For the most recent quarter, Apple beat earnings estimates and grew its revenue by 5% year-over-year. Service revenue (sources like Apple Music, AppleCare, and Apple Pay) was a particularly encouraging part of the earnings report, up 18% year-over-year.
Another reason to take a look at Apple is that the company could be well-positioned to capitalize on a potential repatriation tax holiday. Apple revealed that its cash hoard has grown to a staggering $256.8 billion, and with Republicans proposing a one-time repatriation tax holiday with a 10% rate. This could save Apple about $64 billion as compared with the current corporate tax rates, and could finally incentivize Apple to bring home its cash and put some of it to work.
Even with its dominant market position and the projection that as many as 300 million iPhones could be set to upgrade later this year, the stock still trades for just 16.4 times this year's expected earnings. This may not sound like a tremendous bargain, but consider that excluding the monster cash hoard, the company's P/E drops to just 10.9.
Buy the dip in the smartest guys on Wall Street
Goldman Sachs (GS -1.04%) is a "buy the dip" situation, with the stock down about 10% over the past two months and a disappointing earnings report. For the first quarter, the company posted a rare earnings miss, which was especially troubling to many investors because most other banks' results were quite strong. For example, Bank of America met or beat expectations on most metrics.
Trading revenue was a major weak spot for Goldman, with equities trading revenue falling 6% year-over-year and flat bond trading revenue. Rivals JPMorgan Chase and Citigroup both reported strong trading revenue. In fact, JPMorgan beat trading revenue estimates by more than $1 billion and saw 17% year-over-year growth in bond trading, and Citigroup saw its trading revenue rise by 19% and 10% in bonds and equities, respectively.
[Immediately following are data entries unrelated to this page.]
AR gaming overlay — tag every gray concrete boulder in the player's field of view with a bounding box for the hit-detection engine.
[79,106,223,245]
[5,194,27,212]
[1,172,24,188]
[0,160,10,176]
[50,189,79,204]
So, it's easy to see why this could be an area of concern for Goldman's investors.
To be clear, the first quarter was a disappointment. However, there was some good news that investors need to keep in mind. For one thing, Goldman was number one in announced M&A activity as well as equity and common stock offerings so far in 2017. Also, the bank's revenue rose 27% year-over-year, but expenses grew by just 15%. Investing and lending revenue was the highest it's been in four years, and investment management revenue increased by 12%.
Shareholders also got a 15% dividend increase and Goldman authorized an aggressive 50 million share buyback program, which represents about 13% of the total shares outstanding.
The bottom line is that it's important not to make the mistake of assuming that one poor quarterly report is an indicator of a longer-term trend. When Warren Buffett first invested in Goldman in 2008, he referred to his investment as a "bet on brains" and called Goldman the best firm on Wall Street. Buffett's original reasons for investing still apply today, so now could be a smart time to add Goldman to your portfolio since the stock has retreated a bit from its highs.